13. Aux termes de l'article R. 123-6 du code de l'urbanisme, alors en vigueur, dont les dispositions sont désormais reprises à l'article R. 151-20 du même code : " Les zones à urbaniser sont dites " zones AU ". Peuvent être classés en zone à urbaniser les secteurs à caractère naturel de la commune destinés à être ouverts à l'urbanisation. / Lorsque les voies publiques et les réseaux d'eau, d'électricité et, le cas échéant, d'assainissement existant à la périphérie immédiate d'une zone AU ont une capacité suffisante pour desservir les constructions à implanter dans l'ensemble de cette zone, les orientations d'aménagement et de programmation et le règlement définissent les conditions d'aménagement et d'équipement de la zone. Les constructions y sont autorisées soit lors de la réalisation d'une opération d'aménagement d'ensemble, soit au fur et à mesure de la réalisation des équipements internes à la zone prévus par les orientations d'aménagement et de programmation et le règlement (...) ".

14. Il ressort des pièces du dossier que le terrain d'assiette des ouvrages déjà construits pour lesquelles la SCI Saint-Xavier a déposé une demande de permis de construire sont intégralement situés au sein de la zone AUc définie par le plan local d'urbanisme de la commune de Berrwiller. Le point 2.5 du règlement de ce plan, situé au sein des dispositions de l'article AU 2 relatif aux occupations et utilisations du sol soumises à des conditions particulières, dispose que sont admises : " Dans le secteur AUc, les constructions, aménagements et installations nécessaires à la réalisation de structure d'hébergement touristique et de loisirs et/ou à l'implantation d'activités économiques à l'exclusion des commerces à condition : / - que les constructions et installations considérées soient réalisées dans le cadre d'une requalification complète du site de l'ancien carreau de mines en respect du paysage et des espaces naturels environnants, en adoptant notamment un programme de plantation et d'aménagement paysager, (...) ".
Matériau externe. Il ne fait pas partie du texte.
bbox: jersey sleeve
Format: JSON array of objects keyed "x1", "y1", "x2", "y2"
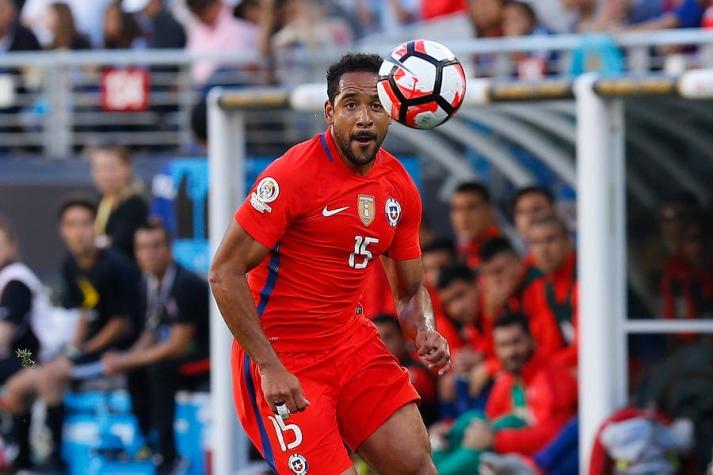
[
  {"x1": 388, "y1": 178, "x2": 423, "y2": 261},
  {"x1": 235, "y1": 156, "x2": 304, "y2": 249}
]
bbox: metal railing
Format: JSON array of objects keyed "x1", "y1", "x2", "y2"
[{"x1": 0, "y1": 30, "x2": 713, "y2": 157}]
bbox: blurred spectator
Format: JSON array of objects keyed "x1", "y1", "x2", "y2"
[
  {"x1": 639, "y1": 195, "x2": 700, "y2": 289},
  {"x1": 22, "y1": 0, "x2": 112, "y2": 46},
  {"x1": 104, "y1": 0, "x2": 147, "y2": 49},
  {"x1": 561, "y1": 0, "x2": 623, "y2": 33},
  {"x1": 513, "y1": 185, "x2": 555, "y2": 245},
  {"x1": 661, "y1": 221, "x2": 713, "y2": 319},
  {"x1": 421, "y1": 0, "x2": 467, "y2": 20},
  {"x1": 701, "y1": 1, "x2": 713, "y2": 28},
  {"x1": 4, "y1": 199, "x2": 139, "y2": 471},
  {"x1": 468, "y1": 0, "x2": 504, "y2": 38},
  {"x1": 372, "y1": 314, "x2": 438, "y2": 426},
  {"x1": 102, "y1": 220, "x2": 210, "y2": 475},
  {"x1": 340, "y1": 0, "x2": 422, "y2": 37},
  {"x1": 272, "y1": 0, "x2": 354, "y2": 51},
  {"x1": 434, "y1": 314, "x2": 577, "y2": 475},
  {"x1": 436, "y1": 264, "x2": 495, "y2": 418},
  {"x1": 0, "y1": 216, "x2": 43, "y2": 386},
  {"x1": 89, "y1": 146, "x2": 148, "y2": 260},
  {"x1": 186, "y1": 0, "x2": 260, "y2": 85},
  {"x1": 502, "y1": 0, "x2": 552, "y2": 79},
  {"x1": 0, "y1": 0, "x2": 42, "y2": 52},
  {"x1": 451, "y1": 182, "x2": 500, "y2": 269},
  {"x1": 421, "y1": 238, "x2": 456, "y2": 289},
  {"x1": 513, "y1": 185, "x2": 556, "y2": 273},
  {"x1": 45, "y1": 2, "x2": 92, "y2": 50},
  {"x1": 627, "y1": 0, "x2": 708, "y2": 31},
  {"x1": 527, "y1": 216, "x2": 578, "y2": 369},
  {"x1": 121, "y1": 0, "x2": 186, "y2": 49},
  {"x1": 480, "y1": 237, "x2": 529, "y2": 319}
]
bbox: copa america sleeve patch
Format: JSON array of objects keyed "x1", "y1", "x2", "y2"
[{"x1": 250, "y1": 176, "x2": 280, "y2": 213}]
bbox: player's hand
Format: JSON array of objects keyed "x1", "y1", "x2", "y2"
[
  {"x1": 260, "y1": 365, "x2": 309, "y2": 414},
  {"x1": 101, "y1": 351, "x2": 124, "y2": 375},
  {"x1": 416, "y1": 330, "x2": 451, "y2": 375}
]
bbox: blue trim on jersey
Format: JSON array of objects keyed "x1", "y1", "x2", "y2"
[
  {"x1": 257, "y1": 242, "x2": 280, "y2": 317},
  {"x1": 243, "y1": 353, "x2": 277, "y2": 473},
  {"x1": 319, "y1": 132, "x2": 334, "y2": 162}
]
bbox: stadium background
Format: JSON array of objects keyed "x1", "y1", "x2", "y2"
[{"x1": 0, "y1": 0, "x2": 713, "y2": 473}]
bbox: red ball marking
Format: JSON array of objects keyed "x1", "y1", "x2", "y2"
[
  {"x1": 394, "y1": 68, "x2": 433, "y2": 100},
  {"x1": 406, "y1": 102, "x2": 438, "y2": 127},
  {"x1": 381, "y1": 80, "x2": 401, "y2": 120},
  {"x1": 413, "y1": 40, "x2": 428, "y2": 54}
]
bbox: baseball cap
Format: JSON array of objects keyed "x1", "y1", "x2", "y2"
[{"x1": 121, "y1": 0, "x2": 149, "y2": 13}]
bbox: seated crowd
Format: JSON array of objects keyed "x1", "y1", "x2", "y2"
[
  {"x1": 364, "y1": 183, "x2": 713, "y2": 475},
  {"x1": 0, "y1": 147, "x2": 713, "y2": 475}
]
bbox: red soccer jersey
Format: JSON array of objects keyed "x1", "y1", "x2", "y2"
[{"x1": 235, "y1": 130, "x2": 421, "y2": 351}]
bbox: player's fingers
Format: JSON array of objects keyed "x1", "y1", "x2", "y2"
[
  {"x1": 438, "y1": 360, "x2": 451, "y2": 376},
  {"x1": 292, "y1": 387, "x2": 309, "y2": 412}
]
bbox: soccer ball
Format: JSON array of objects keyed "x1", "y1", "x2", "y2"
[{"x1": 376, "y1": 40, "x2": 466, "y2": 129}]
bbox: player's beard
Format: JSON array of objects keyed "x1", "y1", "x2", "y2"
[{"x1": 335, "y1": 131, "x2": 384, "y2": 167}]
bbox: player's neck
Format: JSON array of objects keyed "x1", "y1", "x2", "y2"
[
  {"x1": 339, "y1": 156, "x2": 374, "y2": 176},
  {"x1": 329, "y1": 127, "x2": 376, "y2": 176}
]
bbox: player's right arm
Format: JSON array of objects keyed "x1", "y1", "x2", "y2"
[{"x1": 209, "y1": 221, "x2": 309, "y2": 412}]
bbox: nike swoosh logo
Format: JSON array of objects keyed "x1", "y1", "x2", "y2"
[{"x1": 322, "y1": 206, "x2": 349, "y2": 218}]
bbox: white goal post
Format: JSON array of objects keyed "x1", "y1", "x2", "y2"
[{"x1": 208, "y1": 70, "x2": 713, "y2": 475}]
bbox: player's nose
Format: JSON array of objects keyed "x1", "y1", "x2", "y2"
[{"x1": 357, "y1": 107, "x2": 374, "y2": 127}]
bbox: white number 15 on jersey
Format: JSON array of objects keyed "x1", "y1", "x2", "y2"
[{"x1": 349, "y1": 236, "x2": 379, "y2": 269}]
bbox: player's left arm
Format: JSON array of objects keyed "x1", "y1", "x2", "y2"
[
  {"x1": 382, "y1": 172, "x2": 451, "y2": 374},
  {"x1": 382, "y1": 257, "x2": 451, "y2": 374}
]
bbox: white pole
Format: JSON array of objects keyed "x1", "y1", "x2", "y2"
[
  {"x1": 575, "y1": 74, "x2": 625, "y2": 475},
  {"x1": 208, "y1": 88, "x2": 248, "y2": 475}
]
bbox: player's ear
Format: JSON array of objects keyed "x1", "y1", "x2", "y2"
[{"x1": 324, "y1": 100, "x2": 334, "y2": 126}]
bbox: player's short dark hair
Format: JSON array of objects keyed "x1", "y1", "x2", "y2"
[
  {"x1": 0, "y1": 214, "x2": 17, "y2": 242},
  {"x1": 186, "y1": 0, "x2": 218, "y2": 16},
  {"x1": 134, "y1": 216, "x2": 173, "y2": 246},
  {"x1": 493, "y1": 312, "x2": 531, "y2": 335},
  {"x1": 421, "y1": 236, "x2": 456, "y2": 259},
  {"x1": 512, "y1": 185, "x2": 555, "y2": 208},
  {"x1": 503, "y1": 0, "x2": 537, "y2": 25},
  {"x1": 453, "y1": 181, "x2": 490, "y2": 203},
  {"x1": 371, "y1": 313, "x2": 402, "y2": 333},
  {"x1": 478, "y1": 236, "x2": 517, "y2": 262},
  {"x1": 530, "y1": 216, "x2": 569, "y2": 234},
  {"x1": 436, "y1": 263, "x2": 476, "y2": 290},
  {"x1": 88, "y1": 144, "x2": 131, "y2": 165},
  {"x1": 57, "y1": 196, "x2": 97, "y2": 221},
  {"x1": 327, "y1": 53, "x2": 384, "y2": 104}
]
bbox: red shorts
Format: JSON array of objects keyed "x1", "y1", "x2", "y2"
[{"x1": 232, "y1": 318, "x2": 419, "y2": 475}]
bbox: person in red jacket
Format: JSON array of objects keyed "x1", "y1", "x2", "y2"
[
  {"x1": 661, "y1": 221, "x2": 713, "y2": 319},
  {"x1": 436, "y1": 264, "x2": 494, "y2": 418},
  {"x1": 512, "y1": 185, "x2": 555, "y2": 253},
  {"x1": 528, "y1": 216, "x2": 578, "y2": 369},
  {"x1": 434, "y1": 313, "x2": 577, "y2": 475},
  {"x1": 451, "y1": 182, "x2": 500, "y2": 269}
]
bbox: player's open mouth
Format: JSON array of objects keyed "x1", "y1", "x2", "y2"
[{"x1": 353, "y1": 135, "x2": 375, "y2": 145}]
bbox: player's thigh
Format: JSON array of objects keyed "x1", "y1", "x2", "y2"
[
  {"x1": 336, "y1": 334, "x2": 419, "y2": 450},
  {"x1": 357, "y1": 403, "x2": 436, "y2": 475},
  {"x1": 232, "y1": 342, "x2": 352, "y2": 475},
  {"x1": 3, "y1": 368, "x2": 41, "y2": 413}
]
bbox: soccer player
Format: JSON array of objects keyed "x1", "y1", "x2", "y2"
[{"x1": 210, "y1": 54, "x2": 450, "y2": 475}]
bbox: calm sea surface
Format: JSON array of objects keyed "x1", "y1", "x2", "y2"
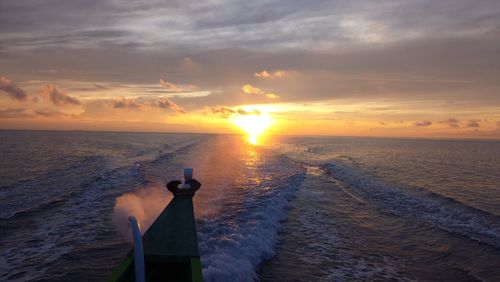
[{"x1": 0, "y1": 131, "x2": 500, "y2": 281}]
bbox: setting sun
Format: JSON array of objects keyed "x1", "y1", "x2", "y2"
[{"x1": 232, "y1": 113, "x2": 274, "y2": 145}]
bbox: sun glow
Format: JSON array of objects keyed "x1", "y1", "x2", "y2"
[{"x1": 232, "y1": 113, "x2": 274, "y2": 145}]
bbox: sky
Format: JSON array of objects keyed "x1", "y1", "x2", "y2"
[{"x1": 0, "y1": 0, "x2": 500, "y2": 139}]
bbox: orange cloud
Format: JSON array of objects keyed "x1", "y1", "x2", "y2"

15. Le rapport de présentation mentionne que " Le secteur AUc (10,9 ha) englobe l'ancien carreau des mines et le secteur d'étangs. L'objectif du PLU vise à promouvoir une requalification de cette friche industrielle dans le cadre d'un projet d'accueil d'une structure d'hébergement touristique et de loisirs valorisant un site bénéficiant de nombreux atouts. Pour qu'une telle opération réussisse, elle devra être réfléchie sous la forme d'un projet global, intégrant les étangs qui seront conservés et valorisés assurant une inscription satisfaisante des futurs aménagements dans l'environnement forestier du site. Les accès à la RD 51 devront être assurés dans des conditions optimales de sécurité ". Enfin, le projet d'aménagement et de développement durable (PADD) relatifs à la zone AUc précise que : " L'ancien carreau des mines et les étangs qui lui sont contigus bénéficient d'une situation stratégique (...) pour développer une zone d'accueil d'équipements touristiques et de loisirs et contribuer localement à la reconversion du bassin potassique. (...) Dans l'hypothèse où un projet d'équipements touristiques et de loisirs ne pourrait voir le jour, le PLU laisse la porte ouverte à l'accueil d'activités économiques et de service, optimisant la situation particulière du secteur, tout en conservant les principes d'aménagement précités (...) ".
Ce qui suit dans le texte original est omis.